Mississauga companies are not only making a case for diversity, they are living it. By practicing the theory that a workforce of both men and women, people of all ages and those from different ethnic, cultural and racial backgrounds provide more insight into the marketplace, business is finding that it can now better meet the needs of customers. Indeed, things have changed.

Because of this progressive outlook, major players such as Pitney Bowes, Hewlett-Packard and Xerox are not only able to attract a skilled workforce from abroad, they also look no further than their own backyard to find a diverse array of expertise that can provide new insight into expanding a business.

More and more companies are finding that a diverse workplace can provide a competitive edge as employees bring their own social and unique experiences, as well as the teachings and different cultural viewpoints of their native countries, into the mix.

“We are seeing a whole range of skills that we have never seen before,” says Larry Petovello, Director of Economic Development for the City of Mississauga. “These skills can have huge benefits as companies look to new and international markets.” Indeed, Mississauga’s recognition of a diverse workplace has become a key component of its official business strategy.

The City of Mississauga’s Economic Development Strategy, a report released last year and described elsewhere in this magazine, recognizes the opportunity created by diversity in the workplace. Specifically, it points out that a wide-range of ethnic or cultural backgrounds can generate access to new economic opportunities that may otherwise be hidden. These opportunities can include the leveraging of business networks and link export markets and client bases.

Further, the report not only acknowledges the broadbased skills a diverse community provides but the research also indicates how diversity becomes a selling point to businesses looking to start up or relocate. Pitney Bowes, a company established in 1920, has seen its business grow from that of being a supplier of postage meters to one where it makes a global impact on office, document and communication management.

It is also a company that utilizes diversity to give it a competitive business advantage. In 2010, Pitney Bowes was the recipient of the RBC Immigrant Advantage Award, one that recognizes innovation and leadership in integrating skilled immigrants into the Toronto-area labour market.

Guilherme Dias, Director, Strategic Talent Management of Pitney Bowes Canada sees it as a natural state of affairs and how the company has been built. The competitive edge is real. For example, Dias points out that a culturally diverse sales force can tap into markets that may not have existed before and develop new revenue streams.
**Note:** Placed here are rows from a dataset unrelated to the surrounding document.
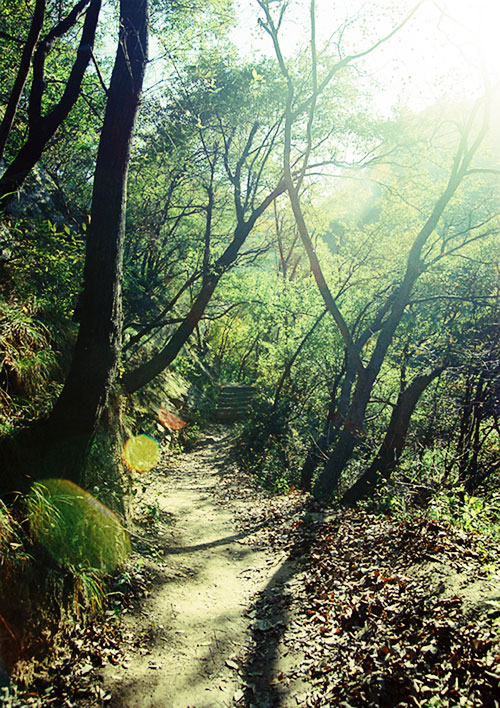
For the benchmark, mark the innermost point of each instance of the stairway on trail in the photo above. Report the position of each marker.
(233, 402)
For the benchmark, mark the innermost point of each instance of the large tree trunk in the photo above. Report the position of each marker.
(78, 409)
(394, 441)
(42, 128)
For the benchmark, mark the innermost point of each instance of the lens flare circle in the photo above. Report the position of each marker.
(141, 453)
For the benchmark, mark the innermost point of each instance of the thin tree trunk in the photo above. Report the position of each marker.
(136, 378)
(22, 73)
(78, 409)
(394, 441)
(42, 128)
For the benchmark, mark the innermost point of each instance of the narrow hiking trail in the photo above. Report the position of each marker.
(206, 557)
(234, 598)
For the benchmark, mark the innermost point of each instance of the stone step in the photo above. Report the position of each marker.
(233, 403)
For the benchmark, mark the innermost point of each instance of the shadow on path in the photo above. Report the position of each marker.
(261, 671)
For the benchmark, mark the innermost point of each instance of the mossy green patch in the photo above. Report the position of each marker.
(76, 529)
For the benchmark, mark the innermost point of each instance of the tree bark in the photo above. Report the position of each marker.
(394, 441)
(79, 407)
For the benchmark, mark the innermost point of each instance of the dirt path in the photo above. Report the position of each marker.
(206, 559)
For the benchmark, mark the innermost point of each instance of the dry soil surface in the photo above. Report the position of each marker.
(204, 557)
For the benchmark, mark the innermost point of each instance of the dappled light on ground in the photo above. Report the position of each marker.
(170, 421)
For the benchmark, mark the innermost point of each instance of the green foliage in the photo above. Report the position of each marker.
(47, 266)
(473, 513)
(77, 530)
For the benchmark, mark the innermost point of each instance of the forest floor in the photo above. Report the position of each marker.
(233, 597)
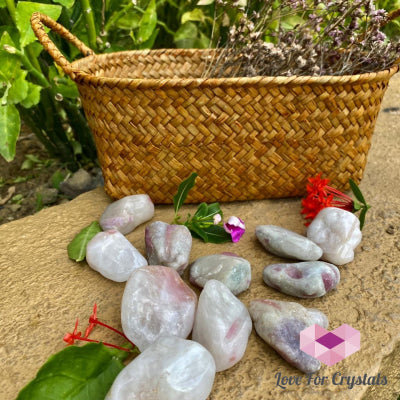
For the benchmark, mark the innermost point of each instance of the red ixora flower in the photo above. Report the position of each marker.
(320, 195)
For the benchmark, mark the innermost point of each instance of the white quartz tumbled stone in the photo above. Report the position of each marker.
(222, 324)
(337, 232)
(285, 243)
(230, 269)
(170, 369)
(168, 245)
(279, 323)
(156, 302)
(111, 254)
(127, 213)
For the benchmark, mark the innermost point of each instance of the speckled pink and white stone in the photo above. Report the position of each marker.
(156, 302)
(170, 369)
(279, 323)
(168, 245)
(111, 254)
(127, 213)
(305, 280)
(222, 325)
(337, 232)
(288, 244)
(230, 269)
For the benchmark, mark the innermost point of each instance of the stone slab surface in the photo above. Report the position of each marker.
(42, 292)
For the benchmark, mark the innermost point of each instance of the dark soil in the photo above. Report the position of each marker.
(24, 184)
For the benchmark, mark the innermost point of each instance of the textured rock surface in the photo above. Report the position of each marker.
(168, 245)
(156, 302)
(279, 323)
(231, 270)
(222, 324)
(285, 243)
(113, 255)
(306, 279)
(170, 369)
(43, 292)
(337, 232)
(127, 213)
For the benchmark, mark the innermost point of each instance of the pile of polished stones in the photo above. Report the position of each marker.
(159, 310)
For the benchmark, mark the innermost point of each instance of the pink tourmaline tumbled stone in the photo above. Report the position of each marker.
(168, 245)
(156, 302)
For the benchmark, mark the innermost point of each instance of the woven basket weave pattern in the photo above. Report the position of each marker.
(155, 121)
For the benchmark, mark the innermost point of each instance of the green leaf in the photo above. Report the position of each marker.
(33, 96)
(362, 217)
(202, 211)
(77, 248)
(148, 22)
(183, 191)
(65, 3)
(56, 179)
(10, 124)
(194, 15)
(19, 88)
(148, 44)
(76, 373)
(23, 13)
(357, 192)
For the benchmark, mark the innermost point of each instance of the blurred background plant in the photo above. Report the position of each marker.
(34, 90)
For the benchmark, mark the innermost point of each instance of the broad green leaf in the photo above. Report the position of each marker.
(23, 13)
(77, 248)
(148, 22)
(19, 88)
(76, 373)
(10, 124)
(65, 3)
(148, 44)
(201, 211)
(194, 15)
(33, 96)
(357, 192)
(56, 179)
(183, 191)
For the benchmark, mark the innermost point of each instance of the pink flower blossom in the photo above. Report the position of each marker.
(235, 227)
(217, 219)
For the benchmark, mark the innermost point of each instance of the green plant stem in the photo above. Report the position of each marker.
(11, 9)
(89, 18)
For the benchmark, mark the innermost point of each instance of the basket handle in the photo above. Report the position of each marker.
(37, 22)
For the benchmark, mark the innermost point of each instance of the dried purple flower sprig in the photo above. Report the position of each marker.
(327, 37)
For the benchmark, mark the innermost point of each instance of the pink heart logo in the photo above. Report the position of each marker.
(330, 347)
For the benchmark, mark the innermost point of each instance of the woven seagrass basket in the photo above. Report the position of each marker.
(155, 120)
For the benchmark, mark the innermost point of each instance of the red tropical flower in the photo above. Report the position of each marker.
(320, 195)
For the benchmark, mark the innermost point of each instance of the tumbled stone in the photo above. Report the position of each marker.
(222, 324)
(279, 323)
(168, 245)
(170, 369)
(156, 302)
(230, 269)
(305, 279)
(288, 244)
(111, 254)
(127, 213)
(337, 232)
“When you have a salesperson that can speak the same language as the client, it helps,” explains Dias. But a workplace doesn’t just thrive by the sheer number of insightful or expertly-trained professionals it hires. It has to be evident when decisions are made. Dias says diversity has to become part of the entire operation.

“There has to be diversity of thought; thought and experience,” he explains. At Pitney Bowes, Dias continues, a diverse workplace also means a diverse viewpoint at the management and executive level. For Rola Hodeib, this type of vision fits in with her career plans.

Originally from Lebanon, Hodeib says even though Pitney Bowes hired her, she believes it was a two-way street in that she chose them because of what they had to offer. “I wanted to work for a company like this,” the business analyst explains. “Once I got there, and saw how things are done, I knew that I was right.”

Hodeib says because of the diverse way of thinking at the company, various viewpoints matter and when those viewpoints are put into place, it makes for a satisfying work experience. As a result, Hodeib sees a career at Pitney Bowes, one where advancement is a realistic goal.

Not to overstate the diversity card in attracting new talent, Xerox has brought some of the top minds in their field from around the globe to Mississauga in its quest to be the best. Giuseppa DiPaola-Baranyi, Laboratory Manager for Materials Integration at the Xerox Research Centre of Canada, says the company needs to access the best scientists and engineers and will look wherever they can be found.

“We not only hire from the Mississauga area of course, but we hire our scientists world-wide,” she explains. In fact, over 30 per cent of the staff at Xerox has been trained outside of Canada. In the competitive world of business processes and document technology and management, innovation is what the business is all about, explains DiPaola-Baranyi, and innovation is very dependent on diversity. “We believe diversity drives innovation; that is critical,” she says. “This diversity of thought is what we attribute to our success.”